Most horror films are dedicated to the proposition that females are prey and little else. Wes Craven’s RED EYE does indulge in one or two of such clichés as well as one or two others, including having its leading lady, Rachael McAdams, strip down to her bra in the first fifteen minutes of the film. Yet, it remains that rare work that celebrates female empowerment without resorting to Xena-like excesses. In other words, while indulging in flights of thriller fantasy, it keeps the empowerment strictly based in the real world, making it all the more effective, and all the more empowering.
But enough about subtext.
Craven has produced a work that starts slowly and deliberately, building the creepiness as the story raises the stakes for Lisa, a perky and efficient people-pleaser making her way home after a family funeral. There might be another one in the offing as the charming stranger (Cillian Murphy) on the red-eye flight from Dallas to Miami with whom she’s thrown together seemingly by chance turns out to have an agenda other than nooky on his mind. Lisa works as the upscale resort hotel shortly to be visited by the director of Homeland Security (Jack Scalia), and there are people, never identified, who would like to take him out. Lisa has the pull to move him to a convenient room for the operation to succeed. She also has a father (Brian Cox) to whom she is greatly attached and who, unbeknownst to him, has an assassin with a big knife sitting outside his house waiting for the word on whether or not Lisa is willing to play ball with the bad guys.

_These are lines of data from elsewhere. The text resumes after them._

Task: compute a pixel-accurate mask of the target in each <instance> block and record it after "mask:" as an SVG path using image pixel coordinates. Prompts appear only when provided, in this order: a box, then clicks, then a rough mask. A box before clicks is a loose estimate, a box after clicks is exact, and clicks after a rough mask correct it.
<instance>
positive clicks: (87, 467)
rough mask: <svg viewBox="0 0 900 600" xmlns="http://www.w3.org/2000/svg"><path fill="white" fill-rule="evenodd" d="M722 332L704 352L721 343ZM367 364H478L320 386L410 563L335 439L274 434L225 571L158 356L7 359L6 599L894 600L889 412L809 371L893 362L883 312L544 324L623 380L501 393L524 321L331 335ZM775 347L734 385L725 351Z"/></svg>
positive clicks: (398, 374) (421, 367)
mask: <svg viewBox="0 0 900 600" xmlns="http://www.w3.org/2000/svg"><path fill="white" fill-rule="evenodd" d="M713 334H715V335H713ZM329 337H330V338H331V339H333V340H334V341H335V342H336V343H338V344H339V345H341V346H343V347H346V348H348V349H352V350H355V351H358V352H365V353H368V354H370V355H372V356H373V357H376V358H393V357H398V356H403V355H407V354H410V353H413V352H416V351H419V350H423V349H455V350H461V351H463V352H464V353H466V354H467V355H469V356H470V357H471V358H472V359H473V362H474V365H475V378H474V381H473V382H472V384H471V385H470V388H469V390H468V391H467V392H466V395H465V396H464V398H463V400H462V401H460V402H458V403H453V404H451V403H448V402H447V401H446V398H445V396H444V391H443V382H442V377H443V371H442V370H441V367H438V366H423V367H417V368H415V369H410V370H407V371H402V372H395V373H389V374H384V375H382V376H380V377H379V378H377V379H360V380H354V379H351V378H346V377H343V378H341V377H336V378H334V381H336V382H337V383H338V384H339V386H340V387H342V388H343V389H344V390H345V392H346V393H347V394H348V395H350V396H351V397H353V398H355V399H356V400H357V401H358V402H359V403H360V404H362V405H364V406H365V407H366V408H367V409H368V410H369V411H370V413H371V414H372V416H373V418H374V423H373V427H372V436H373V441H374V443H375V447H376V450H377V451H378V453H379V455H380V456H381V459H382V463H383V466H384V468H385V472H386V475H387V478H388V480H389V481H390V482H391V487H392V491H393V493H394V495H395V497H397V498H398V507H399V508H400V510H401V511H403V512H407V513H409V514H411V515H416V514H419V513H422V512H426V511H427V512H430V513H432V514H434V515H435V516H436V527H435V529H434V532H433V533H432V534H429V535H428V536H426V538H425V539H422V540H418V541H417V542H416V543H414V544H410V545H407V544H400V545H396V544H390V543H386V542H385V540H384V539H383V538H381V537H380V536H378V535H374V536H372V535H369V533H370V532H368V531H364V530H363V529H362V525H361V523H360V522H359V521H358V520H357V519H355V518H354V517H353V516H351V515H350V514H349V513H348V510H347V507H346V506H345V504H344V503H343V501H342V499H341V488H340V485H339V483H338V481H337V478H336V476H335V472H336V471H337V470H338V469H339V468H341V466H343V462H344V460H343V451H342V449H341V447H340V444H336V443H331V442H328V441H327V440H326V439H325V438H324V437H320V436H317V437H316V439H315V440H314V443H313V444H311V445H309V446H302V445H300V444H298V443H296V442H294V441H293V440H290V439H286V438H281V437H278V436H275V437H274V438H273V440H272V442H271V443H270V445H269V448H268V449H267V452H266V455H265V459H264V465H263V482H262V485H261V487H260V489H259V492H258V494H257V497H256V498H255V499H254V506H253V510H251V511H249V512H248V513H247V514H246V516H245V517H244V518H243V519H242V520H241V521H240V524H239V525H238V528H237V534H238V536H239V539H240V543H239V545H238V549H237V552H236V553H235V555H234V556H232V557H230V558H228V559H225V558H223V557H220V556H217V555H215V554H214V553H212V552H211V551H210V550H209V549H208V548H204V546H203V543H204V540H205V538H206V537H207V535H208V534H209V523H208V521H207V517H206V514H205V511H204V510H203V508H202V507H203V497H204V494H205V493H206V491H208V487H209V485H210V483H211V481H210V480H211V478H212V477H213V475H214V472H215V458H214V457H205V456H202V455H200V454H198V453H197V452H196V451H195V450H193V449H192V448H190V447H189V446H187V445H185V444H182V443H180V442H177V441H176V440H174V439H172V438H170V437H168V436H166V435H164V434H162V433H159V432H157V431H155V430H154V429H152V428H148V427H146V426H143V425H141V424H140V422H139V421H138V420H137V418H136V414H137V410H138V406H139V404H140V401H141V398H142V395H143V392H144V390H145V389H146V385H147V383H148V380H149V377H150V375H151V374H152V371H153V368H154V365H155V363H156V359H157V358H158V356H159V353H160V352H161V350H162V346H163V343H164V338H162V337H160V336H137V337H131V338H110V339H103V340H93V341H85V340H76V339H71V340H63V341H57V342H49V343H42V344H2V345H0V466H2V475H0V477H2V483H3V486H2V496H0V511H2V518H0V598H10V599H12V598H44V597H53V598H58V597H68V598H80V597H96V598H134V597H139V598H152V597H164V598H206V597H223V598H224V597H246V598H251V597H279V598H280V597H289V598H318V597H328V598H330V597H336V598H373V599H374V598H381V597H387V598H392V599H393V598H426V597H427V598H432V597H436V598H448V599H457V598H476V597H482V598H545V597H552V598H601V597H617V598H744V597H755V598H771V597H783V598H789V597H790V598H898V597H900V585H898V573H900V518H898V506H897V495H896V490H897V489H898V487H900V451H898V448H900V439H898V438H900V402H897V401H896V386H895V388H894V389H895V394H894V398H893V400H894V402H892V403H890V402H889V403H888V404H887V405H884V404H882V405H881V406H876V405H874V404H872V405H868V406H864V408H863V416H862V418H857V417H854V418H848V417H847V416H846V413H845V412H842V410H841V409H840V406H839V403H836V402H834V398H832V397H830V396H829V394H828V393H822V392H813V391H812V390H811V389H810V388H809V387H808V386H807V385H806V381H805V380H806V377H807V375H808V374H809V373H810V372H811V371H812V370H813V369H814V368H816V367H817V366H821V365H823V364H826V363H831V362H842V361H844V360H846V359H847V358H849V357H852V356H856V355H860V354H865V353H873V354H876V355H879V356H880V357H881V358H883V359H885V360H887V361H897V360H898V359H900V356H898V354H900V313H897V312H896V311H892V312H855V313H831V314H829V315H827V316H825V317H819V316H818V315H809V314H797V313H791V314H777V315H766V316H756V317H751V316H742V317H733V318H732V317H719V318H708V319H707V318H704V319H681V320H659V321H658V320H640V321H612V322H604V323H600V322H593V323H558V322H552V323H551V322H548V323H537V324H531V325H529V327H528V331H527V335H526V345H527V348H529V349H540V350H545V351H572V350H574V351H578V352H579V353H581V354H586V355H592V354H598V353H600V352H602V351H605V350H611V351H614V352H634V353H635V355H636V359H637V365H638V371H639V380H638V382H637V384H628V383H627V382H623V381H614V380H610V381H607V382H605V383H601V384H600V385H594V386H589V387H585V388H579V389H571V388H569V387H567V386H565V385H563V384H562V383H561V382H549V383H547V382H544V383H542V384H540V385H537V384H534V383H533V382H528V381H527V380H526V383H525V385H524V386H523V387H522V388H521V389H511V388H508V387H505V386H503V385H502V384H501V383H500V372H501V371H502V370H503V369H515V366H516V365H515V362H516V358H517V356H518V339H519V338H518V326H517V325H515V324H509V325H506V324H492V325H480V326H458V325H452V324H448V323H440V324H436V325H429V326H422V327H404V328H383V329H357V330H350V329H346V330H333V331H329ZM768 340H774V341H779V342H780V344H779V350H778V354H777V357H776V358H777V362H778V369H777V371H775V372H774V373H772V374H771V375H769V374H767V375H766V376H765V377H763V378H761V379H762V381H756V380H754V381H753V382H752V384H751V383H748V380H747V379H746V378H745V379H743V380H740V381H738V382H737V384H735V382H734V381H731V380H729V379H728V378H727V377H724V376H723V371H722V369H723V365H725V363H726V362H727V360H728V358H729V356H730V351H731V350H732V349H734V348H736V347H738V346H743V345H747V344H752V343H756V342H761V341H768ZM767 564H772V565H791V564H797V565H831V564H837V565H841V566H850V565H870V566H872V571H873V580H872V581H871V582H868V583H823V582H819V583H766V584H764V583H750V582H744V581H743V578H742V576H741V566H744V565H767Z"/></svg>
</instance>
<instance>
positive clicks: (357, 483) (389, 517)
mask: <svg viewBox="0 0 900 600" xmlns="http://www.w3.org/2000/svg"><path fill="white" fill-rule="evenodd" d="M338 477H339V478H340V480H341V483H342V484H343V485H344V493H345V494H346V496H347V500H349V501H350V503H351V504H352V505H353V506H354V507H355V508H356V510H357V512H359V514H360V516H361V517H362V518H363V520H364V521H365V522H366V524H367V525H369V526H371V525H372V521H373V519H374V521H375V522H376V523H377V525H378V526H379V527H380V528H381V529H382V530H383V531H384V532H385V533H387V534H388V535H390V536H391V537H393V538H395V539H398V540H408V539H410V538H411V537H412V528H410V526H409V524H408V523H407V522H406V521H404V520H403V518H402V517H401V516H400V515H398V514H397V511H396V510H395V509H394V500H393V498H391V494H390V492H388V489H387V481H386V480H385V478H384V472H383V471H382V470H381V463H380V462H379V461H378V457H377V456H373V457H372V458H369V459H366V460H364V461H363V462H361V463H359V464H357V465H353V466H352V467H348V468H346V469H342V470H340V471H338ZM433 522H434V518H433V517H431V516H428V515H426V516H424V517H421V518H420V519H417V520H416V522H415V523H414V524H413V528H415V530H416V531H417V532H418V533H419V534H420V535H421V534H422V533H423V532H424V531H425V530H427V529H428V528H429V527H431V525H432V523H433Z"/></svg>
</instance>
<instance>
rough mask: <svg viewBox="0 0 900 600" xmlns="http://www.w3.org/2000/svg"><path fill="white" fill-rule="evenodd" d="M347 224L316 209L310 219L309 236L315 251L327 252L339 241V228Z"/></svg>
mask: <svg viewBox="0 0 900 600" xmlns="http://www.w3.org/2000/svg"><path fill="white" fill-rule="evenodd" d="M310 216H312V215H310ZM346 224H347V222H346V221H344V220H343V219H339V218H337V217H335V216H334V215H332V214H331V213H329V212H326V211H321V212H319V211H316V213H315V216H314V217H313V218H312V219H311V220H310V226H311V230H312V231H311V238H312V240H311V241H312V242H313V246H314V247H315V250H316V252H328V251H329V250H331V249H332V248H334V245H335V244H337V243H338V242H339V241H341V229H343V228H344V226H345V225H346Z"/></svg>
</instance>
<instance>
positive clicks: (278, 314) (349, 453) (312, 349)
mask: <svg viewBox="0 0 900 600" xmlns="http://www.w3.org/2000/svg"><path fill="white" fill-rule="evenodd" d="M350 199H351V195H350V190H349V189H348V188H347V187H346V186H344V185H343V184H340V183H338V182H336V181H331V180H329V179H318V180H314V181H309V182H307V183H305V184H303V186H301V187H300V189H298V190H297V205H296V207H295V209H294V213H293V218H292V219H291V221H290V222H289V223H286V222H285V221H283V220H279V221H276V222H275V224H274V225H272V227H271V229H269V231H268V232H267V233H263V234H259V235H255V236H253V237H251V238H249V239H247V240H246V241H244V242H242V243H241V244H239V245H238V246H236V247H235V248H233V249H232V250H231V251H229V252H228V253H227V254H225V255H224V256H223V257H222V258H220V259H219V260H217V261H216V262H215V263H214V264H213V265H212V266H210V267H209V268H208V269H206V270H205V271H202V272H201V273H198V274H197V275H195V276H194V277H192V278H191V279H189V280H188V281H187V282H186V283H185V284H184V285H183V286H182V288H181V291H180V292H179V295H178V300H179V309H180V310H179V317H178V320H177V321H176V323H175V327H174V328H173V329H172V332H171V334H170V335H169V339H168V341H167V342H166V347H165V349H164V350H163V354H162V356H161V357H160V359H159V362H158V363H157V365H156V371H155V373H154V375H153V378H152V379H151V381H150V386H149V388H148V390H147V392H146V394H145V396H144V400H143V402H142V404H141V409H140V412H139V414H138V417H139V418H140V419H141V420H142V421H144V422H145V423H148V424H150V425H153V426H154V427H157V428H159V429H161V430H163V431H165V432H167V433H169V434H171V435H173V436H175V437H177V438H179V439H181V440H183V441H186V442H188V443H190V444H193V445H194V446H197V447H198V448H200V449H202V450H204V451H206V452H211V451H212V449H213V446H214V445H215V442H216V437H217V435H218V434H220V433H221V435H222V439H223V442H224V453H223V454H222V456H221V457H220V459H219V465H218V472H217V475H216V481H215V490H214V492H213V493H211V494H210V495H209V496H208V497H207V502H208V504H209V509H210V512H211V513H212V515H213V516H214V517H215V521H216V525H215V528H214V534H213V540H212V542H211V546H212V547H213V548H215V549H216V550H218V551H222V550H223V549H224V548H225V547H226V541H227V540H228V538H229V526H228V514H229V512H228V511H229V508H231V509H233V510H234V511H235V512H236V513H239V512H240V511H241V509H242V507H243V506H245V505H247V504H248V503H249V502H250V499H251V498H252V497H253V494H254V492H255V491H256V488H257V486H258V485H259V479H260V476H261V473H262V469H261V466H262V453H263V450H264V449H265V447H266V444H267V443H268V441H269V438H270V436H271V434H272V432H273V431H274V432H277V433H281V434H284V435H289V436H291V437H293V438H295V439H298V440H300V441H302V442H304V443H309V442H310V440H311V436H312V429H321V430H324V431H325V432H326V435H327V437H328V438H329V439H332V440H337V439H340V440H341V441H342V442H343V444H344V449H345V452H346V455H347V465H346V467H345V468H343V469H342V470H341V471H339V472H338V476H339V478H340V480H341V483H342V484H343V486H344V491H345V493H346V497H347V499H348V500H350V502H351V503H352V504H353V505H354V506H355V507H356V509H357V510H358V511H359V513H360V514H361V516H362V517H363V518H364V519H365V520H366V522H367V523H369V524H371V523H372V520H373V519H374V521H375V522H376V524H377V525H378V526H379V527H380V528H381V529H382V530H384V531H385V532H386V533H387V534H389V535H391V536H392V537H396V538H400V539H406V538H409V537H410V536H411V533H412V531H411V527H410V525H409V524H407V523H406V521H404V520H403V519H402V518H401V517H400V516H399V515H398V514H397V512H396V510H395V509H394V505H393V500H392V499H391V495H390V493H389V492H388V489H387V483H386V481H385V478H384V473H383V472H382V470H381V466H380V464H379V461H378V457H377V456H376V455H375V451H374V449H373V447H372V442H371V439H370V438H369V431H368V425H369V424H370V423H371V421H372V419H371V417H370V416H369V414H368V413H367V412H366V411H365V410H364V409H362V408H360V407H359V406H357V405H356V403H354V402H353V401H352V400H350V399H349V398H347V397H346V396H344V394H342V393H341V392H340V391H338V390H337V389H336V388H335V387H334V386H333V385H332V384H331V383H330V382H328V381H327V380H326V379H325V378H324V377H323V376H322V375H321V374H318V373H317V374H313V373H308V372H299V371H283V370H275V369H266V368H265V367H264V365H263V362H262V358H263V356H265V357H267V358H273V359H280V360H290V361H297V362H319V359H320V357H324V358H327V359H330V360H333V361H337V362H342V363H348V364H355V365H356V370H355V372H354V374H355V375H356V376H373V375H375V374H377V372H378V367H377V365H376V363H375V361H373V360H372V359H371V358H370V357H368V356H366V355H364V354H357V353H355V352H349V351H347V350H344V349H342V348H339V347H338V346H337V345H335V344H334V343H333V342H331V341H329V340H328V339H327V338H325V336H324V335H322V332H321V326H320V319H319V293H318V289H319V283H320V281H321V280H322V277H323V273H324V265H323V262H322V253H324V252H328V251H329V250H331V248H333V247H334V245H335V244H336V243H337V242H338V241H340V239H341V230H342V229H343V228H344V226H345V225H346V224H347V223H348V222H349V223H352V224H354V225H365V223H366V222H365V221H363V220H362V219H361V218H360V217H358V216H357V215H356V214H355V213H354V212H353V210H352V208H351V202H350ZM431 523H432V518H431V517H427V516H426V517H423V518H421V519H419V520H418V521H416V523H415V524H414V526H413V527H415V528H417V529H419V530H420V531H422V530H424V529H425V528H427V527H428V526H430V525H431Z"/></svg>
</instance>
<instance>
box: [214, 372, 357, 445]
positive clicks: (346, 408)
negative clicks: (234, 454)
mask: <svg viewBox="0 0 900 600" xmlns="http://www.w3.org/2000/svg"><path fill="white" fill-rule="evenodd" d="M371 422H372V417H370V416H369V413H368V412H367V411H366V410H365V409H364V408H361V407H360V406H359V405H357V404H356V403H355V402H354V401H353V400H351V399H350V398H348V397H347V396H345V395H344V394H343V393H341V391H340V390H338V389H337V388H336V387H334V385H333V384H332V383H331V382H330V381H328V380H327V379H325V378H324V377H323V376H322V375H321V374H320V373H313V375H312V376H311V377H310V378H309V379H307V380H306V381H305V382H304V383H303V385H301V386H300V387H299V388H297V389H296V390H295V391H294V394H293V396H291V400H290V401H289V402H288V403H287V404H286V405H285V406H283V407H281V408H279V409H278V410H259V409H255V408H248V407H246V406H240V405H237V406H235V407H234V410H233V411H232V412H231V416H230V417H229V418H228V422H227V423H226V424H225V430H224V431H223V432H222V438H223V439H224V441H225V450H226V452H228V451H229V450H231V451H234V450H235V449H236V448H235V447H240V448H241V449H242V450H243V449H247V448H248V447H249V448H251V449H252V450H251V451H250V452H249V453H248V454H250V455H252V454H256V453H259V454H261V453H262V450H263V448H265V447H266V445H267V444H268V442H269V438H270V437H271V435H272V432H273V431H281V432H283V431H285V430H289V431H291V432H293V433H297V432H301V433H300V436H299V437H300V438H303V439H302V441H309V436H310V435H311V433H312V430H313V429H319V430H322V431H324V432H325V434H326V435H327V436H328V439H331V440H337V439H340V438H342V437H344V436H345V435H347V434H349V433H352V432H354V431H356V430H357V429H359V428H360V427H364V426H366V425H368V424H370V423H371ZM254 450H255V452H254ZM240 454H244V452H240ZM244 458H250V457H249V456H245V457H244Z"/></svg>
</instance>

What begins as a claustrophobic exercise in fear played out in silent tears, whispers, and cold-eyed threats turns into a hair-raising race against time. It happens so subtly that when all hell breaks loose, and it does, the audience is all the more engaged, and all the more invested in Lisa and her plight. Tight close-ups and the desperation of being truly cornered by fate give way to desperate gambles played out with a squirm-inducing tension that occasionally supersedes the instinct to breathe. McAdams and Murphy are the reason, along with Craven’s exquisitely calibrated sense of mood and pacing. The former playing the part with the necessary intelligence and heart, equally aware of her hopeless situation and of her implacable need to find a way out, the latter slipping easily from adorable man on the make to strictly deadly business, even adding a delicious dash of peevishness when his target turns out to be tougher and more resourceful than he planned on. For much-needed and well played relief from the tension, there’s Lisa’s assistant, Cynthia (goo-goo eyed Jayma Mays), who faces every crisis from lost reservations to bomb threats from the same threshold of dithering high panic, and Cox, puttering around his character’s big lonely house like a lost panda bear, fretting about Lisa for all the wrong reasons and passing the time with a sit-com marathon on cable.
There are moments here when it is all but impossible to sit passively as red herrings abound, and the sense of something awful about to happen permeates both the screen and the psyche. Make no mistake, Craven understands that in all good thrillers, anticipation is, and should be, worse than the follow-through. If bits and pieces of the story strain credulity, never mind, it’s all in good fun, and it does nothing to make RED EYE anything less than a gem of its genre.